I had a procedure named 'xxx' and a procedure named 'xxx_old' being transferred
from the source database, when the 'xxx_old' procedure script was executed, it
was actually creating a procedure named 'xxx'. This is what threw me off when I
was debugging the Microsoft task; they used the name of the procedure being
created (from the definition text) rather than the visible name of the
procedure being transferred in the error message. The error message made it appear that a duplicate procedure was being copied from the source database. I don't fault Microsoft for writing the error message the way they did, I agree with their reasoning, it was just an unfortunate scenario that prevented me from being able to correctly identify the problem.
So now that I knew what the problem was and why it was happening, I set out to duplicate the problem myself. So I went back to my test databases that worked just fine and made a copy of one of the procedures and renamed it in the Object window using the right mouse rename menu item. As expected, the name was changed in the sys.objects view 'name' column but in the sys.sql_modules view 'definition' column, the old procedure name was still in the create statement.
Now that I had identified the problem and was able to successfully duplicate the problem, it was now time to figure out a way to solve the problem so I could make this package work. The solution that came to mind was to add code to the script task that was creating the drop statement to search the definition text for the 'Create Procedure' line and parse out the procedure name.

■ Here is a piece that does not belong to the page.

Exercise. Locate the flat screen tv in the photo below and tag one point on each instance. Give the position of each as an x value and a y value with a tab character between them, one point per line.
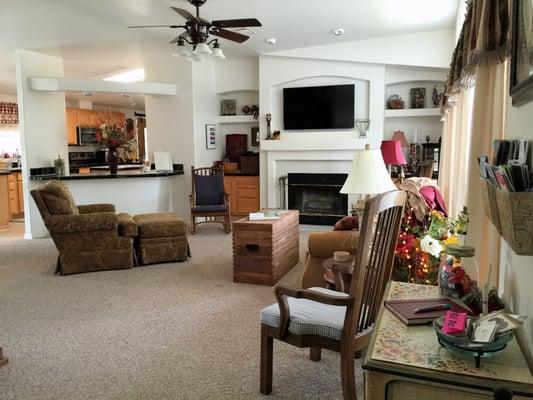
319	107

Then I compared the name from the definition text to the name stored in the sys.objects table and if there was a mismatch, the definition text procedure name was changed to match the name from the sys.objects view.
This time when I ran the package, I was able to successfully transfer all the stored procedures and user functions from both of the databases I was not able to get to work using the Microsoft Transfer SQL Server Objects task. I was also able to confirm that this time, the procedure name and the name referenced in the definition were identical.
You can download some packages and code here.
For Microsoft to allow you to rename a stored procedure in the object window of the SQL Server Management Studio and not make the necessary changes to all tables in the underlying database is a major oversight and should be corrected immediately. One of the potential problems that could occur as a result of this bug would be that if you simply renamed an older version of a procedure in the Object window of SQL Server Management Studio, the old version could potentially overwrite the current version because the internal names matched. Now you have the old version of a procedure masquerading as the new version.
I hope you found this article helpful and hope the packages will help you work around the current limitations of this particular task as well as provide a base package you can modify and tweak to meet your own needs. If nothing else, the bugs have been exposed and the work around has been made public. Now we can continue to push the limits of the SSIS technology to meet the ever increasing demands of our profession.